During the Saudi-U.S. Investment Forum in Riyadh, Nvidia CEO Jensen Huang announced that the company plans to sell over 18,000 units of its Blackwell GB300 AI chips to Saudi Arabia’s Humain, the government-backed AI firm owned by the Public Investment Fund (PIF).
The chips are intended to power a 500-megawatt AI data center currently under development in the Kingdom, marking one of the most ambitious AI infrastructure projects in the region.
The announcement was made alongside U.S. President Donald Trump’s official visit to Saudi Arabia, part of a Gulf tour that includes Qatar and the UAE, with participation from top officials and executives.
The Blackwell GB300 is Nvidia’s most advanced AI chip to date, officially unveiled earlier this year.
Jensen Huang said at the forum:
“I’m very pleased to be here to celebrate the grand opening and the launch of Humain.

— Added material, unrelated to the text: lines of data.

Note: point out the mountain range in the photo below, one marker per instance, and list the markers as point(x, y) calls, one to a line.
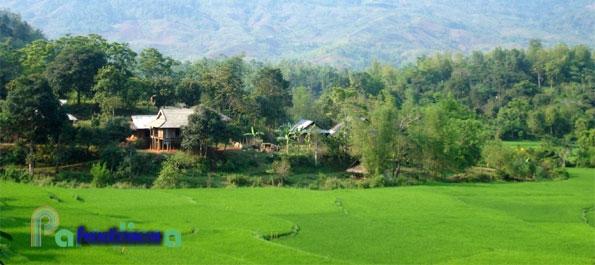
point(346, 33)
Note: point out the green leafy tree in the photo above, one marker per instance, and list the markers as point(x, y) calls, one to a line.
point(74, 69)
point(110, 89)
point(272, 95)
point(32, 113)
point(152, 64)
point(9, 60)
point(205, 127)
point(177, 171)
point(188, 91)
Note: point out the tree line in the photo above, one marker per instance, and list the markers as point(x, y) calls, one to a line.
point(437, 115)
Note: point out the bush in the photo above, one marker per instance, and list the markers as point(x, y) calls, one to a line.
point(12, 173)
point(100, 174)
point(181, 170)
point(238, 180)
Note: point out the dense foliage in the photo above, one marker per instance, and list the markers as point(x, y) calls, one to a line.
point(432, 117)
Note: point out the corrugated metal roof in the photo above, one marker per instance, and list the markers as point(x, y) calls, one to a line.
point(335, 129)
point(301, 125)
point(171, 118)
point(139, 122)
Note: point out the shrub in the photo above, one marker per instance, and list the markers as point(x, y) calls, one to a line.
point(238, 180)
point(12, 173)
point(100, 174)
point(179, 171)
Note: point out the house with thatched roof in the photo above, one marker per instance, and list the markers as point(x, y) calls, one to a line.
point(357, 169)
point(166, 128)
point(140, 129)
point(301, 129)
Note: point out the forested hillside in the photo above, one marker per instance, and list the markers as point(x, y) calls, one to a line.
point(442, 116)
point(341, 33)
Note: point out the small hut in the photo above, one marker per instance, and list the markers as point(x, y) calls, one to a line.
point(357, 169)
point(140, 129)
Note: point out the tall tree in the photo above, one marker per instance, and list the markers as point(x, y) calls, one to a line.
point(272, 94)
point(74, 69)
point(205, 127)
point(32, 113)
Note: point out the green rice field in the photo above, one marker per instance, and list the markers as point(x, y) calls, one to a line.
point(549, 222)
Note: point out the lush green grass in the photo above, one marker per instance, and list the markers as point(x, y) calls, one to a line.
point(506, 223)
point(524, 144)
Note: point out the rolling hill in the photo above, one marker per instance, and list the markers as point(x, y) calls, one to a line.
point(341, 33)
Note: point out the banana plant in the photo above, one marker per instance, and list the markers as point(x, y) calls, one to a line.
point(254, 134)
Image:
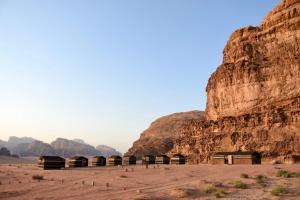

It is truly an amazing vision for Saudi Arabia to build AI infrastructure in your country, so you can participate and help shape the future of this transformative technology.”
He added:
“Saudi Arabia is rich in energy, and you are transforming that energy into AI supercomputers powered by Nvidia—essentially factories of intelligence.”
Humain’s vision includes developing foundational AI models, building hyperscale data centers, and deploying hundreds of thousands of Nvidia GPUs over time.
Following the announcement, Nvidia’s stock surged over 5% during Tuesday’s trading on Wall Street.
This news comes shortly after the U.S. Department of Commerce announced its intention to replace the previous Biden-era chip export policy with a “much simpler rule”, potentially easing export paths for companies like Nvidia.